M. Thomas Fatome, directeur de la sécurité sociale. La coordination en matière de politiques de sécurité sociale a pour but d’éviter les ruptures et les pertes de droits de protection sociale pour les citoyens européens en situation de mobilité. Elle repose sur l’égalité de traitement, qui interdit à un État de léser un ressortissant d’un autre État membre de l’Union européenne, sur des critères de législation de sécurité sociale applicable destinés à éviter des conflits de compétence et des vides juridiques, sur des mécanismes de reconnaissance des périodes d’affiliation dans les différents États membres afin d’assurer la prise en compte des périodes de travail pour le calcul de la retraite, sur le détachement des travailleurs enfin, qui permet d’organiser, dans des conditions un peu spécifiques, la mobilité des travailleurs dans le continent européen.

Les citoyens européens détenteurs de la carte européenne d’assurance maladie peuvent être pris en charge sans autorisation préalable dans un autre État membre pour les soins médicalement nécessaires, et, avec autorisation préalable, pour les soins programmés.

Pour le calcul de leur retraite, les citoyens européens peuvent cumuler les périodes travaillées dans différents pays membres de l’Union. Aujourd’hui, 9 000 retraités français sont installés au Royaume-Uni et ont perçu 22 millions d’euros des régimes français en 2014, alors que les 64 000 retraités britanniques vivant en France ont reçu 370 millions d’euros des régimes britanniques.

La législation de l’assurance chômage s’avère également assez favorable à la mobilité, puisqu’il suffit d’avoir travaillé un jour dans un pays pour être indemnisé par son État, qui reconnaît les périodes d’assurance antérieures dans un autre pays. Une personne ayant travaillé plusieurs années au Royaume-Uni et s’installant en France pour prendre un emploi serait indemnisée par Pôle emploi à la perte de celui-ci et ne perdrait pas le bénéfice des salaires perçus au Royaume-Uni.

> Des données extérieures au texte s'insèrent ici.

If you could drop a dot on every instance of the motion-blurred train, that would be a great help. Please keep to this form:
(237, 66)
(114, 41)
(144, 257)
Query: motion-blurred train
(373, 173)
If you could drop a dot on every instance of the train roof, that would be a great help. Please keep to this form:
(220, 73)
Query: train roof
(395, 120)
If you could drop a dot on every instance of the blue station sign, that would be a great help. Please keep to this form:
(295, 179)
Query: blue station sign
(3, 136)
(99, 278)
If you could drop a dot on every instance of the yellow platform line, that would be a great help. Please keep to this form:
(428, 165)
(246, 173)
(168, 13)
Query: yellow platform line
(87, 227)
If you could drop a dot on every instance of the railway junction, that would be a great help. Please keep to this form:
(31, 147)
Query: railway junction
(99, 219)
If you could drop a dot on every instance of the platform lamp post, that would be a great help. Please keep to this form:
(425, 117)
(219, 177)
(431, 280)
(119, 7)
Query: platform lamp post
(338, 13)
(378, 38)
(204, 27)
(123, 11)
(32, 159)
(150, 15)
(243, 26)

Le détachement permet le maintien du droit à la sécurité sociale d’origine des travailleurs envoyés dans un autre État membre, même si le droit du travail de l’État d’accueil s’applique. La France a ainsi détaché 12 000 travailleurs au Royaume-Uni, alors qu’elle n’a accueilli que 6 100 salariés britanniques.

Que pourrait-il se passer après le Brexit ? En l’absence de mécanismes de coordination, les trimestres cotisés par les Français au Royaume-Uni ne pourraient plus être cumulés, ce qui conduirait de fait à des retraites décotées ; cela étant, le Brexit n’aura pas d’impact sur les retraites déjà liquidées, quelle que soit la teneur des accords à venir. Les cotisations chômage seraient également perdues en cas de mobilité.

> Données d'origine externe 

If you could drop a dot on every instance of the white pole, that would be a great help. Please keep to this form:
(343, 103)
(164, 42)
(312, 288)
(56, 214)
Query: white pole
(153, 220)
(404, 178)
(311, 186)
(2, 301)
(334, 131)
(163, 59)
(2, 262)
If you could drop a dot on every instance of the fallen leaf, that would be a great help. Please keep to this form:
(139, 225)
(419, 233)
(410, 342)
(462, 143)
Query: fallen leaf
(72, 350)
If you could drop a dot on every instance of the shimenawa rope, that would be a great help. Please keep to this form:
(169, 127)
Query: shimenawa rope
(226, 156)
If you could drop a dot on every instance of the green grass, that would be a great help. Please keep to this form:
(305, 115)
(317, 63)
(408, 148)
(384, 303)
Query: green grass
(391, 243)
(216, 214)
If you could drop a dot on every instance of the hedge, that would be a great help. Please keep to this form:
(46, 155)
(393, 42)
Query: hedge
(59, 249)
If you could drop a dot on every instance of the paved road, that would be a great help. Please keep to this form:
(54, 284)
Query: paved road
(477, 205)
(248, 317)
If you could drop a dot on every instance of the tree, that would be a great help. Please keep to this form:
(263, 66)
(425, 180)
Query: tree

En 2014, les soins payés par le National health service (NHS) pour des citoyens britanniques résidant en France représentent un montant de 80 millions d’euros pour 70 000 bénéficiaires, la charge pour l’assurance maladie des citoyens français vivant au Royaume-Uni n’atteignant que 6 millions d’euros – cette inégalité s’explique par la dissymétrie des populations accueillies de part et d’autre de la Manche. Sans dispositions spécifiques pour l’assurance maladie dans les accords réglant la sortie du Royaume-Uni de l’Union européenne, ce serait la fin de ce système : rappelons que dans la plupart des accords bilatéraux de sécurité sociale, il n’y a pas de clause de coordination en matière d’assurance maladie ; les personnes sont donc couvertes par l’assurance maladie, selon les cas, soit de l’État d’activité, soit de l’État de résidence, ou par une assurance privée comme la caisse des Français de l’étranger.

L’accès aux prestations sociales non contributives comme le revenu de solidarité active (RSA) est ouvert aux citoyens communautaires sous condition de résidence de trois mois. Sans adaptation des règles, ce délai passerait à cinq ans de séjour régulier et préalable comme pour les citoyens non communautaires.

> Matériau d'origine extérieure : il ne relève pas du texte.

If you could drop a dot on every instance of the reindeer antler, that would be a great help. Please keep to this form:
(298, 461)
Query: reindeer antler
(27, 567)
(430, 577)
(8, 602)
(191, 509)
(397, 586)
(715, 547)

Voilà, rapidement posés, quels pourraient être les impacts dans l’hypothèse, peu vraisemblable, où aucun accord ne serait passé. On peut évoquer trois formes possibles de coordination avec nos amis britanniques, déjà évoquées.

Le Royaume-Uni, une fois sorti de l’Union européenne, pourrait être considéré, en matière de droit social, comme l’Islande, la Norvège et le Liechtenstein, membres de l’espace économique européen (EEE), et, dans une moindre mesure, comme la Suisse qui a conservé des règles spécifiques. Ces pays appliquent l’acquis communautaire, et les règlements de coordination couvrent les citoyens de ce pays. Cette solution offrirait une assez large continuité pour les Britanniques, à ceci près que le Royaume-Uni ne pourrait plus peser sur la définition de ces politiques.

L’Union européenne pourrait, autre solution, signer un accord spécifique avec le Royaume-Uni dont le champ dépasserait probablement la protection sociale et dont le contenu dépendrait des négociations.

En l’absence d’arrangement spécifique, les pays de l’Union européenne pourraient négocier séparément des conventions bilatérales de sécurité sociale avec le Royaume-Uni. La France en a déjà signé une trentaine, d’abord avec les pays du Maghreb et d’Afrique noire dans les années 1970 et 1980, puis avec des pays d’Asie et d’Amérique latine. Ces documents organisent souvent, notamment en matière de retraite, des mécanismes de totalisation et d’articulation des systèmes, destinés à favoriser les mobilités et les investissements croisés. Cette possibilité existe, mais elle ravalerait le Royaume-Uni au rang de partenaire bilatéral classique dans ses relations avec la France.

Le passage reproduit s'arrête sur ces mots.